Prowizja za sporządzenie aneksu – czy można domagać się zwrotu?

Prowizje za sporządzenie aneksu – czy można domagać się zwrotu?

Cechą charakterystyczną wielu „umów frankowych” są aneksy, które konsumenci zawierali z bankami, aby choć częściowo ułatwić spłatę zaciągniętego kredytu. Każdorazowo sporządzenie aneksu wiąże się z prowizją. Przykładowe zmiany w umowie to: opcja spłaty kredytu bezpośrednio w walucie CHF zamiast w walucie PLN przeliczanej potem po kursie sprzedaży Banku z dnia dokonania spłat rat kapitałowo-odsetkowych, odroczenie spłat rat kapitałowych na okres kilkunastu miesięcy czy w końcu zmiana postanowień umowy kredytowej polegająca na przeliczaniu spłat rat kapitałowo-odsetkowych po średnim kursie CHF ogłaszanego przez Narodowy Bank Polski, a nie po kursie sprzedaży banku.

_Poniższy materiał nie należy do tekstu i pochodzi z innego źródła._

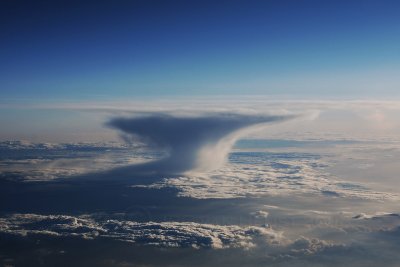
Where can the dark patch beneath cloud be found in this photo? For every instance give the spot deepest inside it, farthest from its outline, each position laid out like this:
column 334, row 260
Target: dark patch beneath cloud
column 185, row 138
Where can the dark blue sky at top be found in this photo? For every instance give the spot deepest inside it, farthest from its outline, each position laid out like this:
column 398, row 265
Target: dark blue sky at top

Powyższe zmiany w umowie kredytowej miały jednak swoją cenę, ponieważ banki w takiej sytuacji zazwyczaj pobierały prowizje za sporządzenie aneksów w wysokości określonej w tabeli prowizji i opłat (kwoty w granicach od kilkudziesięciu do nawet kilku tysięcy złotych). Częstym zjawiskiem było jednak zatrzymanie przez bank jednorazowej, bezzwrotnej prowizji nie w wysokości określonej w odpowiedniej tabeli opłat, ale w wysokości kilku procent kwoty kredytu pozostałej do spłaty na dzień wejścia w życie aneksu. Taki zabieg sprawiał, że zamiast zapłacić bankowi przykładowo 500 zł w ramach prowizji za sporządzenie aneksu, kredytobiorca musiał zapłacić  kwotę od kilkunastu do kilkudziesięciu tysięcy złotych w zależności od tego, w jakiej wysokości zaciągnięty był kredyt. Mało tego, pobrana przez bank prowizja była doliczana do salda kredytu, co sprawiało, że kredytobiorcy mieli nie tylko większą kwotę do spłaty, ale również zwiększała się przez to wysokość rat odsetkowych.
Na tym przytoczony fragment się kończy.